We also need to note that in the backward pass, the column-parallel linear layer needs to aggregate the gradients of the input tensor $X$, because on each processor $i$ we only have $\dot{X_i}=\dot{Y_i}A_i^T$. Thus, we apply an all-reduce across the processors to get $\dot{X}=\dot{Y}A^T=\dot{Y_1}A_1^T+\dot{Y_2}A_2^T$.

## Efficiencyâ

Given $P$ processors, we present the theoretical computation and memory cost, as well as the communication cost based on the ring algorithm in both the forward and backward pass of 1D tensor parallelism.

Computation | Memory (parameters) | Memory (activations) | Communication (bandwidth) | Communication (latency) |
---|---|---|---|---|

$O(1/P)$ | $O(1/P)$ | $O(1)$ | $O(2(P-1)/P)$ | $O(2(P-1))$ |

## Usageâ

To enable 1D tensor parallelism for our model, e.g. on 2 GPUs, we need to configure the parallism setting as below.

`CONFIG = dict(parallel=dict(`

data=1,

pipeline=1,

tensor=dict(size=2, mode='1d'),

))

Then Colossal-AI will automatically apply 1D parallelism to all the layers from `colossalai.nn`

.

Let's define a model that consists of a two-layer multi-layer perceptron (MLP) as below.

`import colossalai`

import colossalai.nn as col_nn

import torch

from colossalai.utils import print_rank_0

class MLP(torch.nn.Module):

def __init__(self, dim: int = 256):

super().__init__()

intermediate_dim = dim * 4

self.dense_1 = col_nn.Linear(dim, intermediate_dim)

print_rank_0(f'Weight of the first linear layer: {self.dense_1.weight.transpose(0, 1).shape}')

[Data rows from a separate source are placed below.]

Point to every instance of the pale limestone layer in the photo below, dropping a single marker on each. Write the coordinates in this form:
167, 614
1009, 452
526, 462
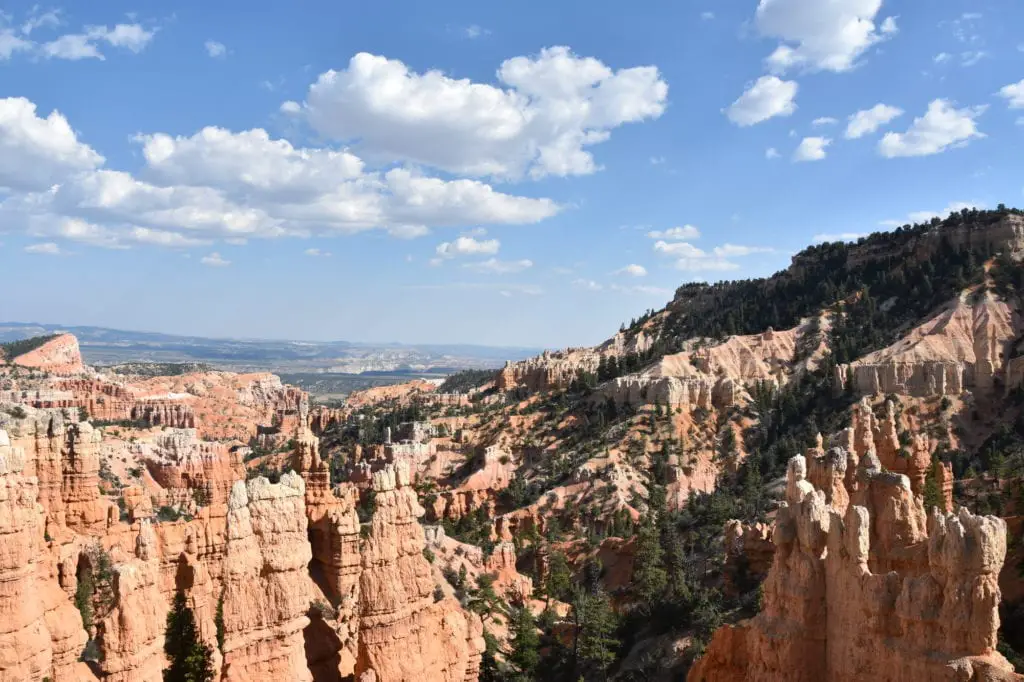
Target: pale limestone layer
864, 587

self.activation = torch.nn.GELU()

self.dense_2 = col_nn.Linear(intermediate_dim, dim)

print_rank_0(f'Weight of the second linear layer: {self.dense_2.weight.transpose(0, 1).shape}')

self.dropout = col_nn.Dropout(0.1)

def forward(self, x):

x = self.dense_1(x)

print_rank_0(f'Output of the first linear layer: {x.shape}')

x = self.activation(x)

x = self.dense_2(x)

print_rank_0(f'Output of the second linear layer: {x.shape}')

x = self.dropout(x)

return x

Launch Colossal-AI on 2 GPUs and build the model.

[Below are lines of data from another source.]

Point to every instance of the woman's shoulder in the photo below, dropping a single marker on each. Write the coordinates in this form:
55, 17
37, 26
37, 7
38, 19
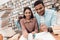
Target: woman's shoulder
22, 19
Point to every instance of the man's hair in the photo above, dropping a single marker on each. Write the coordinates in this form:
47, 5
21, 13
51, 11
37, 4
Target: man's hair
38, 2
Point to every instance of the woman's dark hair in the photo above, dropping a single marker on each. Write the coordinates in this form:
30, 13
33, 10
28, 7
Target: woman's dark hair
25, 8
38, 2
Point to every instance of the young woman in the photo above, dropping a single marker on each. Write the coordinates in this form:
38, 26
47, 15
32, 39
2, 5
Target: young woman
28, 24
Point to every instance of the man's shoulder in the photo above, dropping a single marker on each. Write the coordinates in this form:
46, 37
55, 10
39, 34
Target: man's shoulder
50, 11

`parser = colossalai.get_default_parser()`

colossalai.launch(config=CONFIG,

rank=args.rank,

world_size=args.world_size,

local_rank=args.local_rank,

host=args.host,

port=args.port)

m = MLP()

We will see the shapes of partitioned parameters(e.g. weights) in the MLP model.

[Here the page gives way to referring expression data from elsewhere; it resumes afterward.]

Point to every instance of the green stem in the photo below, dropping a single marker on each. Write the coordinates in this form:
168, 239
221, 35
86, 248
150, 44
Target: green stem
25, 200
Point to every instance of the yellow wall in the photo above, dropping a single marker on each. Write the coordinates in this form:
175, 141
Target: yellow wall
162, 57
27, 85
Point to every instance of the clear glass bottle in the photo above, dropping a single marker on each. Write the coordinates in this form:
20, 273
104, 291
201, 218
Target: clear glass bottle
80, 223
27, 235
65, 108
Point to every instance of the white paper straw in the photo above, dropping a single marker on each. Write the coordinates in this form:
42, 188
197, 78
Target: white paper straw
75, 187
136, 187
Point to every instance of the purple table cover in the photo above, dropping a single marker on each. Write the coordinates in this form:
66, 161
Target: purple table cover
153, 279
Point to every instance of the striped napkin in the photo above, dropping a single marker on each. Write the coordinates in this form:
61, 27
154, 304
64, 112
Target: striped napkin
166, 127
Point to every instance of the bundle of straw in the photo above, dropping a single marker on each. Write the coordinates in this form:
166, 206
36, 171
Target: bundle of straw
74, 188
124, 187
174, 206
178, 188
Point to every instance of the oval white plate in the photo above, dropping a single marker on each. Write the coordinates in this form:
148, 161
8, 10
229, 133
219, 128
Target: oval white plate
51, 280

`Weight of the first linear layer: torch.Size([256, 512])`

Weight of the second linear layer: torch.Size([512, 256])

The complete weight of the first linear layer is supposed to have the shape `[256, 1024]`

. After the column-parallel partitioning, it becomes `[256, 512]`

.
Similarly, the second row-parallel layer partitions the weight `[1024, 256]`

into `[512, 256]`

.

We can run the model with some random inputs.

`from colossalai.utils import get_current_device`

x = torch.randn((16, 256), device=get_current_device())

torch.distributed.broadcast(x, src=0) # synchronize input

x = m(x)

Then we can see the shapes of activation results.

`Output of the first linear layer: torch.Size([16, 512])`

Output of the second linear layer: torch.Size([16, 256])

The output of the first linear layer is split into 2 partitions (each has the shape `[16, 512]`

), while the second layer has identical outputs across the GPUs.